И вот бортпроводницы опять проверяли перед взлетом какие-то ящички, а потом развозили на железных тележечках с десятками ячеечек всякие дурацкие безделушки, а потом предлагали напитки и еду. Мона как-то так хорошо себя вдруг почувствовала, что даже не заметила, как долетела. В аэропорту ее встретил симпатичный таксист, светило яркое солнце, и Мона, погрузив на заднее сидение этюдник и рюкзачок, сама уселась вперед, и вдруг решила: зачем тратить время и завозить в Яффу вещи – поеду-ка я в Иерусалим, прямо сейчас! Водитель довез ее очень быстро – и у Моны выступили слёзы на глазах, когда она почувствовала, скорее чем поняла, что подъезжает к городу.

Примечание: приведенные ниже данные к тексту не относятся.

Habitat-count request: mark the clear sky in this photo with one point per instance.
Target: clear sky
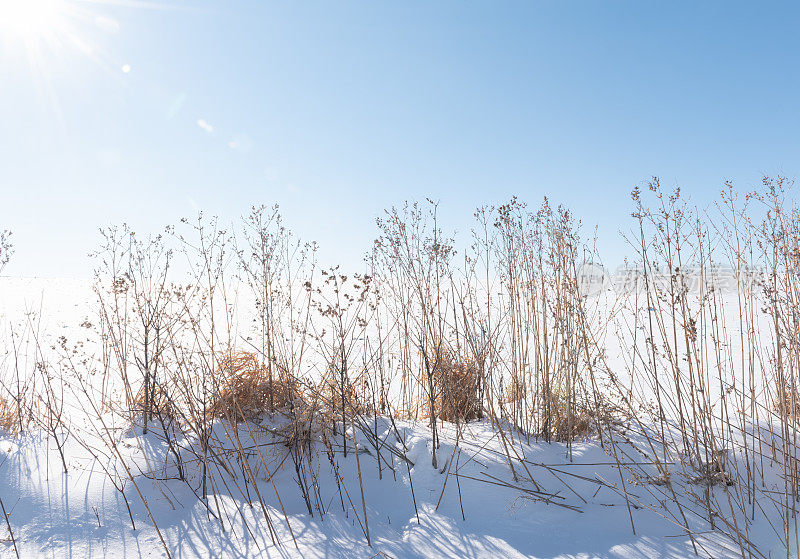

– Я высажу Вас вот здесь, у ворот! – сказал водитель.

И Мона, надев на одно плечо крошечный студенческий рюкзачок, и взяв в руки сложенный упакованный этюдник, в восторге и благоговении остановилась перед совсем белой казавшейся, под ярким солнцем, городской стеной. Мона вошла в город, и первое, что ее удивило, – было то, что все встречные люди улыбались ей и приветствовали ее как хорошо и давно знакомого друга – и у всех этих людей были удивительно красивые, благородные, одухотворенные светлые лица. Мона шла дальше – по узким улицам между удивительных своей белоснежностью низеньких, двух-трех этажных домов с плоскими крышами – и с крыш этих, тоже удивительные какие-то, радостные, люди ее то и дело приветствовали – явно взбегая туда из домов специально чтобы взглянуть на нее и сказать ей «Мир Вам!» – словно для них ее приезд был праздником. Вдруг Мона увидела, что прямо по той мощенной золотистыми камнями улице, по которой она идет, к ней, издали, высунув язык, опрометью, шалея от скорости, со всех ног несется гигантская белоснежная собака – мохнатая, кучерявая, длинношерстая старо-английская овчарка, до безумия, до слёз, похожая на Фиону. Мона прислонилась к белой стене дома, нагретой солнцем, аккуратно положила рядом на брусчатку справа от себя этюдник, сбросила рюкзачок – и в изумлении ждала, пока громадная мохнатая белоснежная собака, с развевающейся от скорости бега на ветру белоснежной шерстью, добежит до нее. И только когда до нее оставалось уже несколько метров, и Мона услышала сладчайший в мире, густой, сахарный гав, который ни с чем во вселенной нельзя было перепутать, а потом увидела две крошечные дымчатые подпалины на правом белоснежном боку, а еще через долю секунды Фиона бросилась к ней, поставила ей передние тяжелые мохнатые лапы на плечи, чуть не уронив ее, и начала горячо целовать ее в щеки и в нос, – Мона, наконец-то, поняла, что произошло.